Inadequate Medical Care

According to a study, Black women are less likely to receive surgery at almost every stage of uterine cancer. The study also revealed that Black women with stage 1 uterine cancer had a higher risk of 30-day, 90-day, and five-year mortality than white women.

“When medical care is delayed, the cancer tends to be more advanced and may be less likely to respond to treatment, which likely plays a role in the increased risk of death for Black women with uterine cancer,” says Lisa Redden, MD, a medical oncologist at the University of Maryland St. Joseph Medical Center in Towson.

The study concludes that Black women with uterine cancer have lower survival rates because of a lack of evidence-based care, and suggests that racial disparities in healthcare may be a contributing factor.

Racial and gender disparities affect the quality of healthcare Black women receive in the United States. According to an article published in the Journal of Women’s Health in 2021, structural inequities both within and outside the healthcare system increase the burden of chronic conditions among Black women.
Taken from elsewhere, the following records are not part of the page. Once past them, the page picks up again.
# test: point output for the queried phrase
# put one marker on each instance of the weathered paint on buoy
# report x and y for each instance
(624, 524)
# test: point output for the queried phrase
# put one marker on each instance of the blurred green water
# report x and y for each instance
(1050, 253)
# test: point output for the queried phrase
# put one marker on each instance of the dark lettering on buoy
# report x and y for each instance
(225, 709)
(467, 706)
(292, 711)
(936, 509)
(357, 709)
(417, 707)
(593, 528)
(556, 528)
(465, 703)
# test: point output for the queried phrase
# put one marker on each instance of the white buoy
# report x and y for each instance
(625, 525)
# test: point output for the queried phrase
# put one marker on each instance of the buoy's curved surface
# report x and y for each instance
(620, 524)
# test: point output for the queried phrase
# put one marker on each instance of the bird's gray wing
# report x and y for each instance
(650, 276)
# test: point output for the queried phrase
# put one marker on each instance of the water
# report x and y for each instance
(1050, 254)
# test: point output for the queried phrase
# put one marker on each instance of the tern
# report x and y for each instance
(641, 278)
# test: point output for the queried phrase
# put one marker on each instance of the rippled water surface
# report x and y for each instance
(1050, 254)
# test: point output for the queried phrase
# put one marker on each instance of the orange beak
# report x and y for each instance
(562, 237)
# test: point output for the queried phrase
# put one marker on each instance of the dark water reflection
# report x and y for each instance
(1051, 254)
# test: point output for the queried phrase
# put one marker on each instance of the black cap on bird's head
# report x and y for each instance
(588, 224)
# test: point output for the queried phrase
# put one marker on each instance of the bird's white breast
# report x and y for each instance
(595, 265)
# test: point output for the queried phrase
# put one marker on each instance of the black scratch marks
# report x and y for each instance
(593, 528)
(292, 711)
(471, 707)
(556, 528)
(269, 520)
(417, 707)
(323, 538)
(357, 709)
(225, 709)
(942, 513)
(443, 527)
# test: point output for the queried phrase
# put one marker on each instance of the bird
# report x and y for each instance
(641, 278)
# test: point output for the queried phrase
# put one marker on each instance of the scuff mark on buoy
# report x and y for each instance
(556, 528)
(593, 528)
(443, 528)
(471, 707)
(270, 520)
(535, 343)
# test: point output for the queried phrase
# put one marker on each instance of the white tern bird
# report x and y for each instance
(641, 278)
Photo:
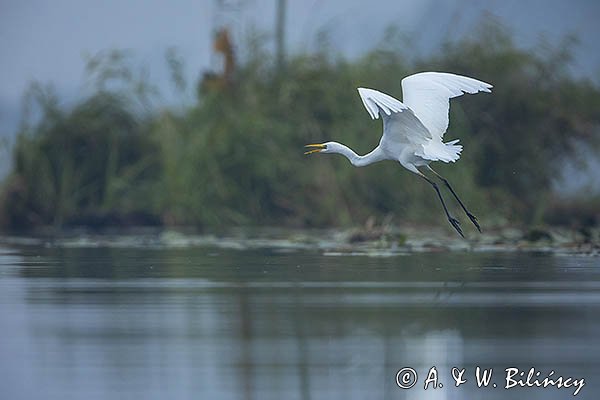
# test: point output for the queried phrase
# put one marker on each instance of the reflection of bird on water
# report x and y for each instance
(413, 129)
Reducing the Risk of Uterine Cancer

While there’s no known way to prevent uterine cancer, Black women can make lifestyle adjustments to lower their risk.
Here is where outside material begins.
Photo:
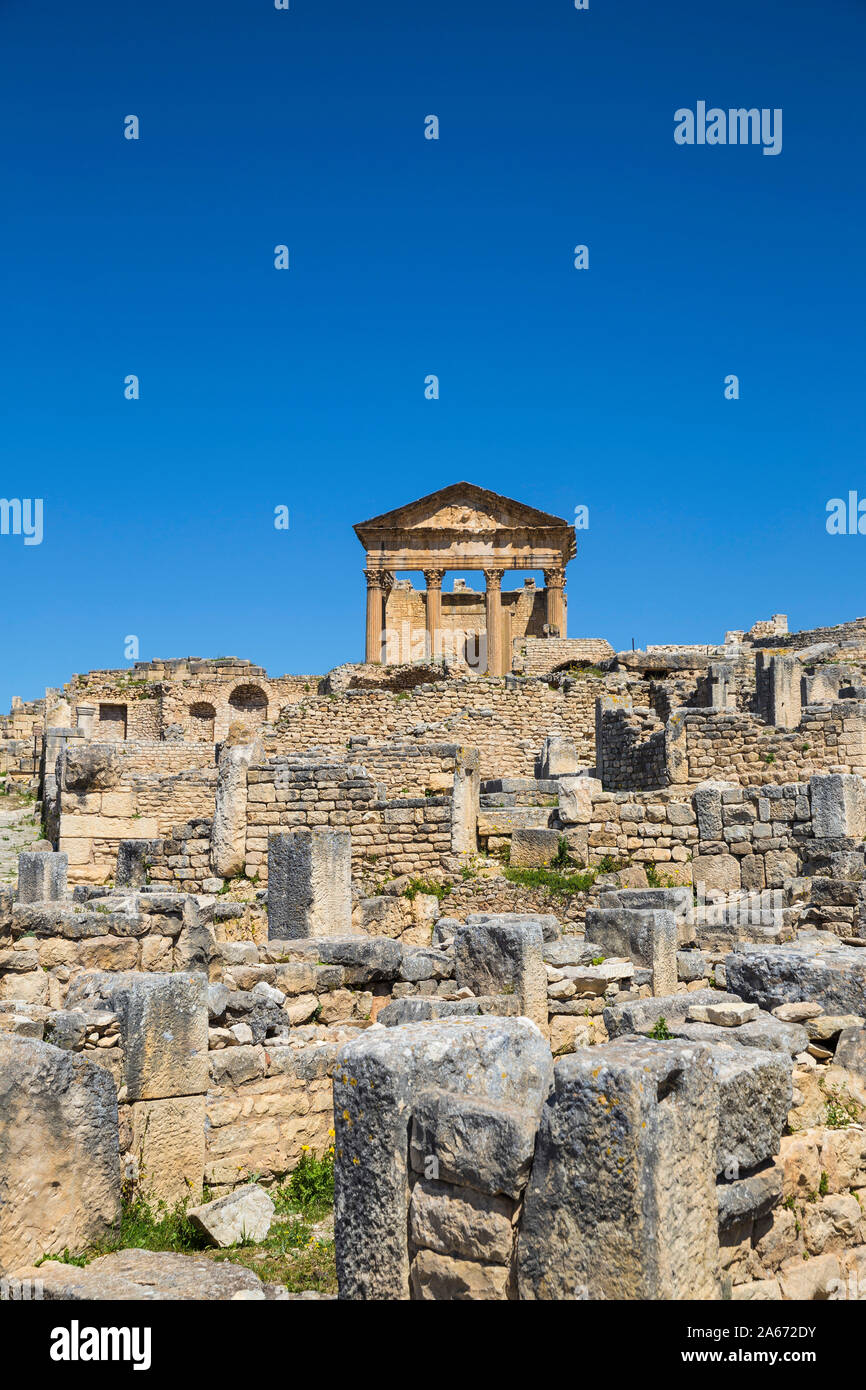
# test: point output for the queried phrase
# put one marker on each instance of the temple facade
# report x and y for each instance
(463, 527)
According to the Centers for Disease Control and Prevention (CDC), Black women can reduce their risk of uterine cancer with the following behaviors.

  • Take birth control pills. Birth control pills can prevent certain reproductive cancers, per the National Cancer Institute. Women who have taken oral contraceptives have a lower risk of endometrial cancer than women who have never used oral contraceptives.
  • Maintain a healthy weight and get regular physical activity. According to a review published in 2016, obesity is a risk factor for endometrial cancer among post-menopausal women. “Obesity increases estrogen levels, which uterine cancers can use to grow,” says Dr. Redden. In addition, physical activity has been shown to lower estrogen levels, boost insulin sensitivity, and reduce inflammation — all factors that can prevent endometrial cancer.
  • Use progesterone alongside estrogen. Estrogen without progesterone can increase a woman’s risk of endometrial cancer if she still has a uterus, according to the American Cancer Society. To reduce this risk, it’s recommended that any hormone therapy with estrogen also involves progesterone.

Redden recommends that Black women get regular checkups. “Seeing a gynecologist regularly and discussing personal and family history of cancer can help Black women make sure they are getting recommended screenings for gynecologic cancers,” she says.

Talk with your doctor about uterine cancer prevention and understand that not all methods mentioned above, such as birth control, may be safe for your health.

Regardless of whether you’re pre- or post-menopausal, seek medical attention if you experience the following symptoms, which are commonly seen in uterine cancer.

  • Abnormal bleeding between periods before menopause
  • Heavy vaginal bleeding or light spotting after menopause
  • Lower abdominal pain or cramping
  • White or clear vaginal discharge (for post-menopausal women)
  • Extended, heavy, or frequent vaginal bleeding if you’re older than 40

“It’s vital that Black women understand the early warning signs of uterine cancer and seek care early,” says Redden.

Increase Your Chances of Survival

Early detection is key to survival, because the earlier you start treatment, the better your prognosis.

“It’s important to see a primary care doctor and a gynecologist regularly, and talk with them about your personal and family history so they can guide you in understanding your personal risk of cancer, as well as any modifiable risk factors, such as diet, regular exercise, and more, that can help you prevent cancer or support early detection,” says Redden.

Black women already diagnosed with uterine cancers can increase their chances of survival with these actions:

  • Start cancer treatments, such as surgery, chemotherapy, radiation therapy, immunotherapy, targeted therapy, or a combination of these treatments, as soon as you receive a diagnosis.
  • Get genetic testing to know if there are mutations or variants in your DNA that increase your risk of developing uterine cancer.
  • Adopt healthy lifestyle habits, like eating a balanced diet, maintaining a healthy weight, exercising, and not smoking.
  • Seek educational resources and support from other Black patients and survivors. The Endometrial Cancer Action Network for African-Americans (ECANA) is an organization that provides education, support, community, and empowerment to Black women affected by endometrial cancer.